Generations of Westporters know John Kantor from his decades owning and running Longshore Sailing School.
But he’s comfortable near any body of water. He lives on Grove Point Road, bordering Sherwood Mill Pond. John writes:
Whenever there is a big coastal flood due to a hurricane, tropical storm or nor’easter, Grove Point residents talk about shutting the flood gates at Old Mill to keep the seawater out of our neighborhood. They believe that it is where floodwaters come from.
It is not entirely true.
The Mill Pond is not a closed system whose seawater level is controlled exclusively by the tide gates at Old Mill.

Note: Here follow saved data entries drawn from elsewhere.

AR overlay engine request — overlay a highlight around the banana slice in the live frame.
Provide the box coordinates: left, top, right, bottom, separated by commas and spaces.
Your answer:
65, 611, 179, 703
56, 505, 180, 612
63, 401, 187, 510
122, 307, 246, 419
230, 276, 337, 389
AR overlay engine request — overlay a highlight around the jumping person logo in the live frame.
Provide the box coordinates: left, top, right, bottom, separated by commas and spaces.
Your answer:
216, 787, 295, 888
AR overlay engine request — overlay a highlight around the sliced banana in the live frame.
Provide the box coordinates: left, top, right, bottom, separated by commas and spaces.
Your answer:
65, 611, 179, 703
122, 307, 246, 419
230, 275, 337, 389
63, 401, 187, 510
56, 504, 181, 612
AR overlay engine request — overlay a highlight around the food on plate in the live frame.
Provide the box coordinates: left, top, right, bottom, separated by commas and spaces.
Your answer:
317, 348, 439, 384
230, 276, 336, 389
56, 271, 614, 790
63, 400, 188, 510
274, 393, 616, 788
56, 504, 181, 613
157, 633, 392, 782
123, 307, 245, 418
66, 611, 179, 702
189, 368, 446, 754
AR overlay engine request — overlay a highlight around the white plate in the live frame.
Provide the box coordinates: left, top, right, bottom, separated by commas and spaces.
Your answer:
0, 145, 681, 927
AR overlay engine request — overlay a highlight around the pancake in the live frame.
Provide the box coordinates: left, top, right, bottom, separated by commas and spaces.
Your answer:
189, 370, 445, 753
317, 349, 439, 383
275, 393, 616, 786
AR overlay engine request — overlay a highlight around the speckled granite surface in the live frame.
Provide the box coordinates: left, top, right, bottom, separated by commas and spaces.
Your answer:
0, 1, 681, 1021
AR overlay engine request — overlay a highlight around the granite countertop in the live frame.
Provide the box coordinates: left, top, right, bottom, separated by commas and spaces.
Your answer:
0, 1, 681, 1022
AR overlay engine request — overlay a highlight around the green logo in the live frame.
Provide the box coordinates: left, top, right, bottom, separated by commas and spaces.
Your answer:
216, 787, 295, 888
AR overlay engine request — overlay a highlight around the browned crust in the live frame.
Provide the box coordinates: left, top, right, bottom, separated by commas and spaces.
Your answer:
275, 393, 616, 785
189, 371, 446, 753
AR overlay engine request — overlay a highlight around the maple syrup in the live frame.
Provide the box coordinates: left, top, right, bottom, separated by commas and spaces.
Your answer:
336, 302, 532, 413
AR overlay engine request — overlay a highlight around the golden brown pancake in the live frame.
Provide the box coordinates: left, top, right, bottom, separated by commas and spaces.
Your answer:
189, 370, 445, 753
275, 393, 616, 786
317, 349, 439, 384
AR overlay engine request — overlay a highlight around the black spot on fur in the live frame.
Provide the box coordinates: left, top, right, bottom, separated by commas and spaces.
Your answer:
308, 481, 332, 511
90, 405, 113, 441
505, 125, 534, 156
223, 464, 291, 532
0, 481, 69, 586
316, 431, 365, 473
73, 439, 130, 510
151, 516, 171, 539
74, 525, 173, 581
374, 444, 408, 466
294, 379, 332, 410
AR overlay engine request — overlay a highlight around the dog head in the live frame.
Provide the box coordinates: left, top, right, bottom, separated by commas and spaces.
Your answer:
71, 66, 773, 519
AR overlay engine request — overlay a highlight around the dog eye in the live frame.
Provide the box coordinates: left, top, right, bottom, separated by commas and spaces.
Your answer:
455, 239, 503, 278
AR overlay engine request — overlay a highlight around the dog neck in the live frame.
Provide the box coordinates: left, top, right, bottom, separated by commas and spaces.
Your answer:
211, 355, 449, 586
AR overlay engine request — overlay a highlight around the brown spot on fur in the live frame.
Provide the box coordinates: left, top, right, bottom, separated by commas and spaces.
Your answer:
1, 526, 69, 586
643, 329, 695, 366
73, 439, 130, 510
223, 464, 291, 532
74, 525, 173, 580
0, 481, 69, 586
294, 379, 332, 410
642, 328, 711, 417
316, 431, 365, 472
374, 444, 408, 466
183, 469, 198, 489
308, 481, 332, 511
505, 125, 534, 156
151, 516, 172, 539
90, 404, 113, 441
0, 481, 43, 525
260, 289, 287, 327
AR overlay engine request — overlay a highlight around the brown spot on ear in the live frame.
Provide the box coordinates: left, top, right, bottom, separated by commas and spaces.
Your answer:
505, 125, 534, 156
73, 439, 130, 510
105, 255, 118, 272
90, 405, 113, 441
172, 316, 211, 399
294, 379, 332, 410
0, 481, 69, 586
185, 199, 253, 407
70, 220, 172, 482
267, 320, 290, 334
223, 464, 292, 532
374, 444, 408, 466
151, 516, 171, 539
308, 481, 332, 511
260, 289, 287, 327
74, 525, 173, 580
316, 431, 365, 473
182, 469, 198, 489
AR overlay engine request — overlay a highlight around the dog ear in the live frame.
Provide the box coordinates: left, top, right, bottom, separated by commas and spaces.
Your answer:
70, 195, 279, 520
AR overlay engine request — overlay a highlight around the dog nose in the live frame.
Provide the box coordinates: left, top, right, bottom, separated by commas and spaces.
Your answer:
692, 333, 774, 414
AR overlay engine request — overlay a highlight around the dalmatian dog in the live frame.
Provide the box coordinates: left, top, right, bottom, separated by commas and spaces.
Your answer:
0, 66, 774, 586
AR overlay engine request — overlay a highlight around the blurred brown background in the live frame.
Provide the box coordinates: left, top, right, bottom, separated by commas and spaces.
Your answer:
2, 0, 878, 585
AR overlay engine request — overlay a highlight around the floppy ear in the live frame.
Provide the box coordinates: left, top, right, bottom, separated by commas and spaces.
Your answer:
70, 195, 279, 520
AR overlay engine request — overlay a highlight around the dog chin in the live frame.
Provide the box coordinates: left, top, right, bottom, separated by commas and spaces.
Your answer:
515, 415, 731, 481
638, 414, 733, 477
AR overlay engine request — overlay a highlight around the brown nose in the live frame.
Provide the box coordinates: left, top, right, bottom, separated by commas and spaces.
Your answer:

Did you know that you could paddle a canoe or kayak, non-stop from Grove Point to Greens Farms Academy? And, under certain conditions, even to the Greens Farms post office?
You can. You just need to pass through 3 culverts. But watch your head. Some have low clearance.
And if you turn to starboard in the marsh channel at Burying Hill Beach, you could paddle straight into Long Island Sound. It is an independent seawater connection to the Mill Pond – a Mill Pond back door.
To prove it, the other day I took a walkabout.
I went to the Sherwood Island State Park “Mission Control” office on the Connector, and got permission to slog around in the wetlands. I wanted to see the culvert that I knew existed, which connects the Mill Pond to the wetlands north of the state park. I wanted photos to bring back as proof.
I took many shots from every possible angle, from the pond on our side all the way to the New Creek wetlands alongside Greens Farms Academy.
The state Department of Energy and Environmental Protection officers assured me that the tidal flow, ebb and flood, to and from the pond, goes both ways in the culvert on a daily basis.
The cast concrete box culvert is sizable. Actually there are 2, separated by a common concrete wall. Each is wide enough for two canoes to pass through side by side.
The culverts have no control gates. Water passes through freely on all tides. Tidal surge seawater can enter the pond through them in substantial volume regardless of whether or not the gates at Old Mill are open or shut.
Sherwood Island really is an island. It is surrounded by water on all sides. It just doesn’t appear that way. because the big double culverts are hidden from view beneath the Sherwood Island Connector. You drive over them whenever you enter the State Park.
Fun Fact: There is a significant delay in the tide change in the Sherwood marsh system, relative to the Sound. I witnessed a rising tide level on the state park beach side of the Burying Hill breakwater, while the ebbing current was still flowing (at a good clip) out of the Sherwood wetlands on the other side of the breakwater — just a few feet apart!